Reviews the careers and contributions of more than 70 nineteenth-century American women writers, including Louisa May Alcott, Margaret Fuller, Emma Lazarus, and Harriet Beecher Stowe.
As the American literary canon has undergone revision and expansion in recent years, the influence of women writers of the nineteenth century has been reevaluated. The first book of its kind, this reference provides alphabetically arranged entries for more than 70 nineteenth-century American women writers, such as Louisa May Alcott, Margaret Fuller, Emma Lazarus, and Harriet Beecher Stowe. Each entry is written by an expert contributor and includes a biography, a discussion of the author's major works and themes, an overview of the critical studies examining the writer's works, and a bibliography of works for further consultation.
The nineteenth century gave birth to some of the richest works in American literature. For decades, nineteenth-century authors such as Hawthorne, Melville, Poe, Emerson, Thoreau, and Whitman have been considered the dominant figures of the period, and other writers have received much less attention. But the scope and focus of American literary studies has shifted dramatically in recent years, and mainstream anthologies have been revised to reflect changes in the canon. One of the most exciting changes has been the reassessment of the contributions of American women writers of the nineteenth century. Some of these women, such as Louisa May Alcott and Harriet Beecher Stowe, are fairly well known. Others, such as Charlotte Perkins Gilman, have been the subject of much recent critical attention. But despite the resurgence of interest in American women writers of the nineteenth century, resources for readers have remained widely scattered.

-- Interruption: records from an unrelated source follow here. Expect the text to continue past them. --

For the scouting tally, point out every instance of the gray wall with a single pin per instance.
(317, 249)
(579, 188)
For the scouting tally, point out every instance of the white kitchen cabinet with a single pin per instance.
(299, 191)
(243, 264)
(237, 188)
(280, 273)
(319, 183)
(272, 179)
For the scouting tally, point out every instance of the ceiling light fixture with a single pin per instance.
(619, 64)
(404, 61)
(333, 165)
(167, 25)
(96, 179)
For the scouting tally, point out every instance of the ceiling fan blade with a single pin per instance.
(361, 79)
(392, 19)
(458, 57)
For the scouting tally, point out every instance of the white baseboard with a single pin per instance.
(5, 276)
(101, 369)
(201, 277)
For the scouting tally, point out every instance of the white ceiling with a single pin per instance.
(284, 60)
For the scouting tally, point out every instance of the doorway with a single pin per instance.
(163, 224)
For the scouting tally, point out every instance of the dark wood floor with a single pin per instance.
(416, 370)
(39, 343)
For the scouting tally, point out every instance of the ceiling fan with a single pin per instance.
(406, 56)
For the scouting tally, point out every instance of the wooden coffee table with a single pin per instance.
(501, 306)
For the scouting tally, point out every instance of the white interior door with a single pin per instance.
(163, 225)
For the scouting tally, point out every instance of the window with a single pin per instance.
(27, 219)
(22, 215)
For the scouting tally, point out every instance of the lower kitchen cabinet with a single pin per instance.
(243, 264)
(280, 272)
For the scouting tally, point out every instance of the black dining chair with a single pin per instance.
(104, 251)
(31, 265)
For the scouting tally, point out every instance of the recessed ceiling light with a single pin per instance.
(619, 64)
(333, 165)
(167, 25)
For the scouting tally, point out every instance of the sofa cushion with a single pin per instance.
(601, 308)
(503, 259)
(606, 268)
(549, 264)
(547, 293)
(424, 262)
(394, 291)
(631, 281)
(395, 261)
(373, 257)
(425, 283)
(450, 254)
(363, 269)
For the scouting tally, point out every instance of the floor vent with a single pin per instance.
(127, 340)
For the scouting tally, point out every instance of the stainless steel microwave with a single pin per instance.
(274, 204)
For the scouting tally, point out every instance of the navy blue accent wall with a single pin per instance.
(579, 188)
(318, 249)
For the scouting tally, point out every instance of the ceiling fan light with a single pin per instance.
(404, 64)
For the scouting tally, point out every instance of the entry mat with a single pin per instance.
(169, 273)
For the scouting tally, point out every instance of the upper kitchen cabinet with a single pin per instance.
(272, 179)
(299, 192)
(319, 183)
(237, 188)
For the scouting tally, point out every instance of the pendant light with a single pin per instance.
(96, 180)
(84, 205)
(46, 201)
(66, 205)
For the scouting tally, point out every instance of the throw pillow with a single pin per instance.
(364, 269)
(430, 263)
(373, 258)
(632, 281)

This reference book is the first work of its kind to offer comprehensive entries on more than 70 American women writers who published during the nineteenth century. Featuring authors who have long been assimilated into the literary canon as well as once-popular writers who have largely been forgotten, this volume invites a critical reassessment of the contributions of these writers to American literary history. Entries are written by expert contributors and are arranged alphabetically to facilitate access. Each entry includes a biographical sketch, a discussion of the writer's major works and themes, an overview of the critical response to the writer, and a bibliography of works by and about the writer. To encourage additional research, the volume closes with a bibliography of significant studies of nineteenth-century American women writers.